In the Trumpian worldview, Canada isn’t a friendly neighbour but a frosty enemy bent on ruining our steel, auto and dairy industries while cutting down forests in British Columbia and trucking the lumber across the border. Fiends! Likewise, as he sees it, Mexico ships tequila, produce and people north, and imports our higher-paying manufacturing jobs. Desperados! Yet his solutions would simply add complications with few benefits.
Under the revised, don’t-call-it-Nafta bilateral deal with Mexico that he awkwardly announced last week, 75 percent of the value of vehicles exported to the United States would have to come from North American-made parts, up from the current 62.5 percent. And 40-to-45 percent of the value would have to be made by workers who earn at least $16 an hour.

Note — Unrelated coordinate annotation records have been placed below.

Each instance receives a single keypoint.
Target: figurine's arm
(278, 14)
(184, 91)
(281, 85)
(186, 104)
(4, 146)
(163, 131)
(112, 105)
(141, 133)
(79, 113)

Otherwise, Mexican-assembled vehicles would be subject to a 2.5 percent tariff.
Auto companies have developed global supply chains since Nafta began in 1994, costing thousands of manufacturing jobs in the United States, as low-value work shifted to Mexico and other lower-cost countries. Auto companies have also built plants here using the same supply chain rationale, though, partly because labor costs in those American plants have decreased in the aftermath of the Great Recession. Mexico, in turn, is becoming less dependent on the American market every year —meaning the deal is covering fewer and fewer jobs. So Mr. Trump’s deal isn’t going to be getting jobs back from Mexico.
We will not be better off. Nor is Congress planning to cede its authority in treaty making. The president can and should expect a bipartisan pushback against an unnecessary and abusive bad “deal.”